Top 5 Companies in Al

The year – 1968

The Movie – 2001: Space Odyssey

This Stanley Kubrick masterpiece was the first popular film that grabbed public attention. With this film, Artificial Intelligence (AI) became a radical yet an achievable concept for sci-fi enthusiasts and inventors.

As 2017 rolled by, Artificial Intelligence spawned its own separate niche in the tech arena, as money in the field started trickling into innovation. The exponential rise in investments from $589 million in 2012 to $5 billion in 2016 corroborates that change in the investor sentiment. “People are starting to kick the tires, looking to see how it can help their business and the bottom line,” said David Schubmehl, the research director in AI for research firm IDC. “The return on investment evidence is not yet clear, but it’s starting to happen.”

Consequently ideas and thoughts about AI’s use range from skeptical to outright fanaticism. On one hand, notable scientists such as Stephen Hawking and Stuart Russell express their concern over AI’s looming threat to humanity. On the other, founders and investors are keen to utilize AI to solve the planet’s problems.

Investors, professors, and founders have expressed a sound representation of common opinions and reflected on the developments in the field. Despite that premise, AI is still at a nascent stage in terms of business deployment. Babak Hodjat, the co-founder and chief scientist at Sentient Technologies stated, “A lot of what AI is being used for today only scratches the surface of what can be done, it will become so ubiquitous that we won’t even call it AI anymore.”

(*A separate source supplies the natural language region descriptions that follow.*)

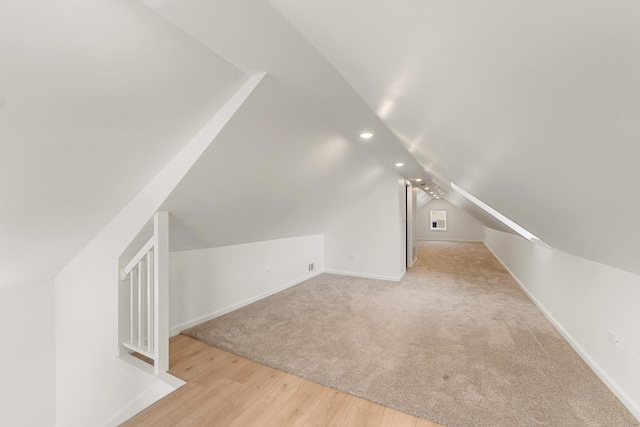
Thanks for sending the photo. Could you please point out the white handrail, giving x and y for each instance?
(148, 274)
(141, 254)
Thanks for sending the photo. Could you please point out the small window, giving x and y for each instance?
(439, 220)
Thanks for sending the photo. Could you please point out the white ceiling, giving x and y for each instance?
(532, 106)
(276, 170)
(95, 97)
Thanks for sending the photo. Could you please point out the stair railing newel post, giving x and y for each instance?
(161, 274)
(148, 274)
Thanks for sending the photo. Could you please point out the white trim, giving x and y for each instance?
(165, 385)
(136, 259)
(175, 330)
(422, 239)
(626, 400)
(367, 276)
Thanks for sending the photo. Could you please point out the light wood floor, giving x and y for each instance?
(226, 390)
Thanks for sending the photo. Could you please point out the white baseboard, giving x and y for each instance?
(367, 276)
(175, 330)
(167, 384)
(626, 400)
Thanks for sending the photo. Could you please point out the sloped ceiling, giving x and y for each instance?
(95, 97)
(532, 106)
(276, 170)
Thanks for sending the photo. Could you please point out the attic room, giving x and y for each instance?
(244, 120)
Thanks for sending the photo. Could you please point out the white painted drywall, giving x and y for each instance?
(460, 225)
(585, 300)
(369, 239)
(207, 283)
(412, 215)
(93, 386)
(27, 359)
(467, 86)
(88, 90)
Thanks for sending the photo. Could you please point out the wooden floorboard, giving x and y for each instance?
(226, 390)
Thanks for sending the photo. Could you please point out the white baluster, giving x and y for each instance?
(150, 302)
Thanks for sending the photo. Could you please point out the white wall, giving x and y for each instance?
(585, 300)
(93, 386)
(27, 359)
(368, 240)
(206, 283)
(460, 225)
(411, 218)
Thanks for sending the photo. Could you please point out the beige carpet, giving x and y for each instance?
(456, 342)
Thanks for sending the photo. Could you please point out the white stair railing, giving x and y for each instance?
(148, 274)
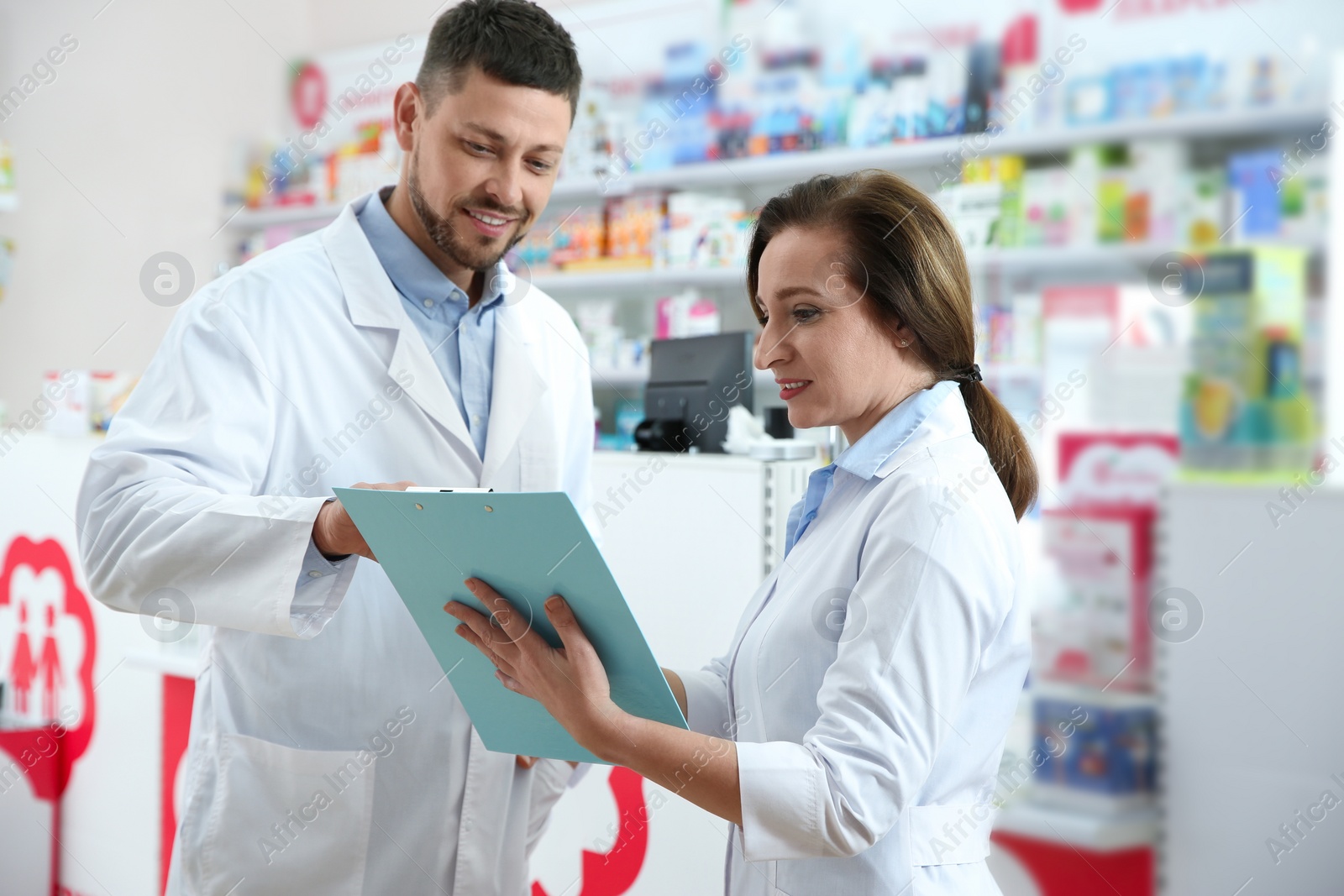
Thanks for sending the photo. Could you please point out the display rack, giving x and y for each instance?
(737, 174)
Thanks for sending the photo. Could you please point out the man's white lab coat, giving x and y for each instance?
(328, 752)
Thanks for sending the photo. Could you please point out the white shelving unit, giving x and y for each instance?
(790, 167)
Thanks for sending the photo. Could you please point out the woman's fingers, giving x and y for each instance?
(577, 647)
(468, 633)
(503, 616)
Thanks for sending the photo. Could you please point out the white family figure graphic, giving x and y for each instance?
(40, 649)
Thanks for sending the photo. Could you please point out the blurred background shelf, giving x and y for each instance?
(799, 165)
(936, 152)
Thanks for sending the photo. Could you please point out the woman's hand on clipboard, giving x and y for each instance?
(569, 680)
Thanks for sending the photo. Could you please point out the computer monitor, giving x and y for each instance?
(692, 383)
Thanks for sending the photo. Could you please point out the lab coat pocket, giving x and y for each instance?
(288, 821)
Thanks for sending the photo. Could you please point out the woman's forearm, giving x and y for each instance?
(696, 768)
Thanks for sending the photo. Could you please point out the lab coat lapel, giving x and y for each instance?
(517, 385)
(374, 302)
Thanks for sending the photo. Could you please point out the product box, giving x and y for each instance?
(1116, 469)
(578, 238)
(108, 391)
(1243, 405)
(1100, 750)
(705, 231)
(633, 224)
(1092, 627)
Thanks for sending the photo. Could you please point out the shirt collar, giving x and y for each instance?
(412, 271)
(866, 457)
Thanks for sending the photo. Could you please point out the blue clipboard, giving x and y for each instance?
(528, 546)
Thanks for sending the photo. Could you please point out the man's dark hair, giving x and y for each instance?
(514, 40)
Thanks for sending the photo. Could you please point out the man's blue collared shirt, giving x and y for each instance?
(460, 338)
(866, 457)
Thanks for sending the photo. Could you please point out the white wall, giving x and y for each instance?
(124, 155)
(140, 127)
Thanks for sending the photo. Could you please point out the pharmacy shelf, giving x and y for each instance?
(1028, 259)
(248, 219)
(709, 277)
(638, 376)
(790, 167)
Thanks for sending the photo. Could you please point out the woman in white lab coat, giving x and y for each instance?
(853, 730)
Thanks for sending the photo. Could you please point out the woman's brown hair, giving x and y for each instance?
(906, 255)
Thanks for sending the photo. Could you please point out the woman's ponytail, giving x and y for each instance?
(1005, 443)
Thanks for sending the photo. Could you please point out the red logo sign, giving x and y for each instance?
(308, 96)
(47, 647)
(613, 872)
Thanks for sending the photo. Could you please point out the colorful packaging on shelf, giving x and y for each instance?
(1109, 469)
(1045, 207)
(633, 226)
(108, 391)
(1253, 179)
(1202, 207)
(685, 315)
(1100, 750)
(705, 231)
(1245, 407)
(1095, 631)
(578, 237)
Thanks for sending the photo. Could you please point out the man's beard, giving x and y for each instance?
(468, 253)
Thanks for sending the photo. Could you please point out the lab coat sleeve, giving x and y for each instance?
(171, 500)
(550, 778)
(932, 600)
(578, 436)
(707, 699)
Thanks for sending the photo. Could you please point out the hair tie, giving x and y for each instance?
(969, 375)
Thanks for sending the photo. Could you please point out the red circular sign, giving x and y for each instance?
(308, 94)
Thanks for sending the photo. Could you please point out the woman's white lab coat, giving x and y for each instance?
(873, 679)
(299, 372)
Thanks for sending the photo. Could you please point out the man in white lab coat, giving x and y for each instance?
(328, 752)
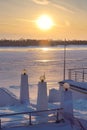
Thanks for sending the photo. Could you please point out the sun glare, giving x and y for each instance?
(45, 49)
(44, 22)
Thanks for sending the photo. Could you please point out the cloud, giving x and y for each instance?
(63, 8)
(43, 2)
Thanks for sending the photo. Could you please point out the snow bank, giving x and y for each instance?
(7, 98)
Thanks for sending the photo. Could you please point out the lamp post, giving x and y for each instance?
(64, 67)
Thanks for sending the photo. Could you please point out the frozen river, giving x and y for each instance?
(37, 61)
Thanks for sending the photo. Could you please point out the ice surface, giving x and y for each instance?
(37, 61)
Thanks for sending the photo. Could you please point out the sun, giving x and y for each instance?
(44, 22)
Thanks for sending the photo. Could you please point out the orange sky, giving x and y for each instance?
(17, 19)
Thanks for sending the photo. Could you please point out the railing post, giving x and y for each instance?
(83, 76)
(69, 74)
(30, 119)
(75, 76)
(0, 124)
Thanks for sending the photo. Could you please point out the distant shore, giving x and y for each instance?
(32, 42)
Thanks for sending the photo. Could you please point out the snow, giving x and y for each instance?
(80, 85)
(13, 61)
(51, 126)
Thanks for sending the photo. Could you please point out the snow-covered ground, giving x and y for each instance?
(37, 61)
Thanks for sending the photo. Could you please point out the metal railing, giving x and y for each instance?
(52, 115)
(78, 74)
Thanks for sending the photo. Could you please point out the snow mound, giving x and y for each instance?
(7, 98)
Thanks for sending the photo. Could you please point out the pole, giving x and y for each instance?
(64, 71)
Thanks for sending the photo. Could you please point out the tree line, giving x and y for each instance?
(33, 42)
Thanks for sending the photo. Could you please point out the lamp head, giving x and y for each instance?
(24, 72)
(66, 86)
(42, 78)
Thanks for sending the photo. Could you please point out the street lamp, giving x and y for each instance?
(64, 67)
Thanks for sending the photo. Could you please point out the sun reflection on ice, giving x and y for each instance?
(45, 49)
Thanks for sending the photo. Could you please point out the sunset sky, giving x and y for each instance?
(18, 19)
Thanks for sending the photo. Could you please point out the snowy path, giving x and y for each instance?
(51, 126)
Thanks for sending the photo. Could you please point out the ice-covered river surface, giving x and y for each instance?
(37, 61)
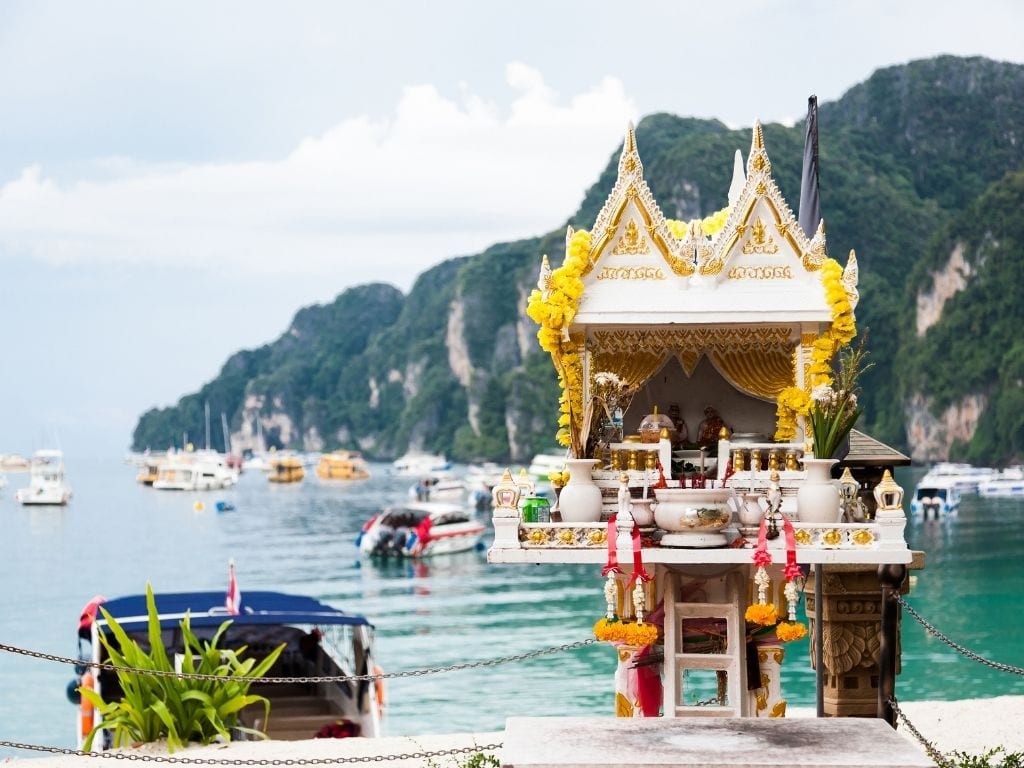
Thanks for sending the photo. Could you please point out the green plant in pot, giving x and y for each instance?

That statement can be backed by the use of key developments in Artificial Intelligence ranging from Siri to Cortana, from Consumer AI to security ventures. And while there is a certain race among companies to capitalize on the AI hype, some companies are too interesting to miss out on.

In this list, we’ve featured the artificial intelligence companies apart from the usual tech magnates. Have a look at the upsides that we feel are noteworthy, and would possibly take great development strides in 2018.

OpenAI –

Founded by Elon Musk, this company created quite a lot of flutter after beating all star players in The International, a DoTA 2 gaming tournament. Marketed as Musk’s other ventures, OpenAI is a non-profit AI research company, discovering and enacting the path to safe artificial general intelligence.

The company has inspired a rather scintillating debate between investors and founders around the world. On the open-sourced build of AI, Rajat Khare, the founder of Luxembourg based Boundary Holding stated, “AI will not only make big data useful for governments and corporations but also normal individuals. It will transform the future”.

DeepMind –

Deepmind is a British AI company, which spawned AlphaGo and DQN-Atari. Ranked on top in terms of AI research, it spans most of the motherlode of AI and Machine learning fields.

There Reddit and Hacker News coverage is a testament to how well-respected they are within the tech community. Other than their epic fan-following, the company is also well-known for its research and its onslaught into conventional Turing tests and neural networks. Their goal, as their founder Demis Hassabis says, is to combine “the best techniques from machine learning and systems neuroscience to build powerful general-purpose learning algorithms.”

Hanson Robotics –

After developing the world’s first robot ‘citizen’, Hanson Robotics has become a familiar name in AI within the tech community. Its founder David Hanson is an American roboticist, who’s also the founder and Chief Executive Officer of Hanson Robotics. As ‘Sophia’, the robot made the media rounds after its launch, the company’s head expressed his outlook on AI, “I hope for super benevolent, super beneficial, super intelligence. So what this means is it has to understand the consequences of its actions on a very large scale, civilization scale.”

ViSenze –

ViSenze’s artificial intelligence technology works on a rather different tangent in AI. By recommending visually similar items to users when shopping online, ViSenze pulls its trajectory towards e-commerce and consumer-centric platforms. The company’s AI utilizes machine learning and computer vision algorithms, which process and analyze millions of visual content.

The company also distincts itself through its sphere of influence. Visenze’s main target of operation happens to be South East Asia and its dynamic consumer atmosphere. Across Southeast Asia, online retailers such as Asos, Rakuten and Zalora utilize the company’s AI technologies to usher an e-commerce revolution.

X.AI –

Described as ‘Driven by artificial intelligence and human empathy’, X.AI has pulled an enormous amount of PR through its direct attack on the niche of productivity. The New York-based startup is running on the parallel wave of AI powered virtual assistants like Apple’s Siri or Microsoft’s Cortana.

Chris Dyer, an assistant professor of computer science specializing in natural language processing at Carnegie Mellon University, commented on X.AI’s platform essentials, “There’s a general feeling in the field that by finding well-circumscribed domains, with rules that can be well-captured, fairly effectively, we might make some real progress.”

The company raised $10 million to respond to calls by its user community for the intelligent assistant to adopt new features and move beyond English-speaking markets. That apart the previous funding of $23 million has catapulted the startup amidst the most talked about in the United States.